Pudding hums.  I’m not sure that hum is the best way to describe the sound that she makes, but I can’t come up with anything more specific.

I’ve read that many pre-verbal children hum, and that eventually those hums turn into songs, and then more typical language.  But Pudding is very verbal, and also likes to sing.  The humming has only appeared in the last few months.

This sound, the hum-like noise, is monotonous.  It does change pitch on occasion, but for the most part, it is a steady drone.  It is almost like the “om” sound that gets chanted in yoga, but much more annoying.  I’m sorry to say that I can’t stand it.  It needles its way down to my last nerve.

I don’t stop her.  Though it drives me crazy, I don’t stop her.  It is a stim, and a harmless one at that.  Like with her hair-twirling, I feel that if it gives her peace, there is no reason to interfere.  But honestly?  I can’t take that noise.  It is like living with a perpetually annoyed Marge Simpson.

There are various theories as to why kids on the spectrum hum.  It may be to block out extraneous noise, or to create noise when the world seems too quiet.  Some kids do it when they’re happy, others when they are sad.  I’ve tried to figure it out with Pudding, but I’m unable to do so.  She hums when places are loud or quiet.  She hums when she is happy or sad, and anything in between. The only connection I’ve really noticed is that it seemed to start during these last few months of sleep trouble.

Though I don’t stop her, I can redirect her, and sometimes I do just that.  I’ll put on music and encourage her to sing, or we’ll start playing a game.  At some point, it occurred to me that she is oblivious, completely unaware that she is humming. I began humming along with her (which she likes) or asking her if she was humming.  She still isn’t aware of it, until I point it out, then she stops for a while.

In the meantime I remind myself that there are worse things she could be doing.  I try not to mind too much when her little brother joins in.  I tell myself that humming makes her happy, and that is enough for me.

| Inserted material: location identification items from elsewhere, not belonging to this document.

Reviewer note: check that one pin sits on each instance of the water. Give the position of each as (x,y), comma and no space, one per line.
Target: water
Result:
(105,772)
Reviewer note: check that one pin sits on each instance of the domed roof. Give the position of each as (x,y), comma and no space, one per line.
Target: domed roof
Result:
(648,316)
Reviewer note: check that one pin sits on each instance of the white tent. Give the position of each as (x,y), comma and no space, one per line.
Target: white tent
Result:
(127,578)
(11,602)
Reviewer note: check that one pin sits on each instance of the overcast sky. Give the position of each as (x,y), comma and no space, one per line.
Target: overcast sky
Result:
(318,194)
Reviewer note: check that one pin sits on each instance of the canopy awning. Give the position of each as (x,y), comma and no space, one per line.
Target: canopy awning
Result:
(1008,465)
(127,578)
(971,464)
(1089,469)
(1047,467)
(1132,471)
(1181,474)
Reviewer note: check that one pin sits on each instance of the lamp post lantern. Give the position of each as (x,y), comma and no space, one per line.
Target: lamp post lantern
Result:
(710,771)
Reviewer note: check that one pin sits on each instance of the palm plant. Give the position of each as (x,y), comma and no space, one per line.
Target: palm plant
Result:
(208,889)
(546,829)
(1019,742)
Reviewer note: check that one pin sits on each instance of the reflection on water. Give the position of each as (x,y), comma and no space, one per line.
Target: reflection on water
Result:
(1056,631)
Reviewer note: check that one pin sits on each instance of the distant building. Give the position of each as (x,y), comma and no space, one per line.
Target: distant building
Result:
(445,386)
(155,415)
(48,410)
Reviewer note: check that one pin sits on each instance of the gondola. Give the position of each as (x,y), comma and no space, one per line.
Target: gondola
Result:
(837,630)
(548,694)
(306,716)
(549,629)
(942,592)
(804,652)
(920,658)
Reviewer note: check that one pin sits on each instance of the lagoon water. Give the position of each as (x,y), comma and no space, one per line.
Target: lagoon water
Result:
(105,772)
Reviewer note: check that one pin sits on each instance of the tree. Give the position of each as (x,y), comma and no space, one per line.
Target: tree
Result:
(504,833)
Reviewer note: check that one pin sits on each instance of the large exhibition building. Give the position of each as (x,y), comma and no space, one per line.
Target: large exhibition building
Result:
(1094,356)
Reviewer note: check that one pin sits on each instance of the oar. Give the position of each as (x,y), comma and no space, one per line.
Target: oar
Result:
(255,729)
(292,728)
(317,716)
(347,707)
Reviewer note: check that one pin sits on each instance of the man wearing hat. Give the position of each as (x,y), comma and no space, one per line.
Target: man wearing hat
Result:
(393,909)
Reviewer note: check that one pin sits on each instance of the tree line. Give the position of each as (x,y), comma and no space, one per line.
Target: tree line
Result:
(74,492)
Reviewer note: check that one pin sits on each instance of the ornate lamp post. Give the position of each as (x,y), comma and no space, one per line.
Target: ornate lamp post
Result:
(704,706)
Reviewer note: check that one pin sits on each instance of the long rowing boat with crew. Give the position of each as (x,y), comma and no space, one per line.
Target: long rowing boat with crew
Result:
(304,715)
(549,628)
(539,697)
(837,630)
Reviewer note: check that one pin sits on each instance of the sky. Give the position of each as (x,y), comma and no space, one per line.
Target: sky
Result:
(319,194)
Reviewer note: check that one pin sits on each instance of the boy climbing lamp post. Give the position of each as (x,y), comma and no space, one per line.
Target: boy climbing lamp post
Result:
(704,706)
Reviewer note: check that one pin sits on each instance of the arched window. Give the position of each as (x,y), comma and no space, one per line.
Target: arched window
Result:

On Friday she was humming as she got dressed, and I asked her if humming made her happy.  I wanted to discuss things that make people happy, and how we all have different things we like to do.  I wasn’t expecting her to say “no.”

My response died on my lips.  What if she really doesn’t like it?  What if this is a compulsion she can’t fight? The thought made me want to cry, so I quickly changed the subject.  Much as I don’t like the sound, I could tolerate it as long as I thought it was soothing or pleasurable for her.  What if humming is just another thing that is out of her control, and making her unhappy?

The next day I mentioned it to Spectrummy Daddy.  Because she doesn’t seem to be upset when she hums, he was doubtful that it was the case.  So we asked her again, and she still said no.  Then we asked about other things that we know she likes and dislikes, and her answers remained consistent.  She does not like to hum.

So now I’m at a loss. I’m turning to you for advice.  Do you hum?  Did you hum?  Your child?  Should I keep pointing it out to her, or ignore it?  Is redirecting her pointless, cruel, or necessary?

A final rhetorical question: I’ve never asked my hummingbird if flapping her wings makes her happy, so am I only interfering with this stim because the noise bothers me?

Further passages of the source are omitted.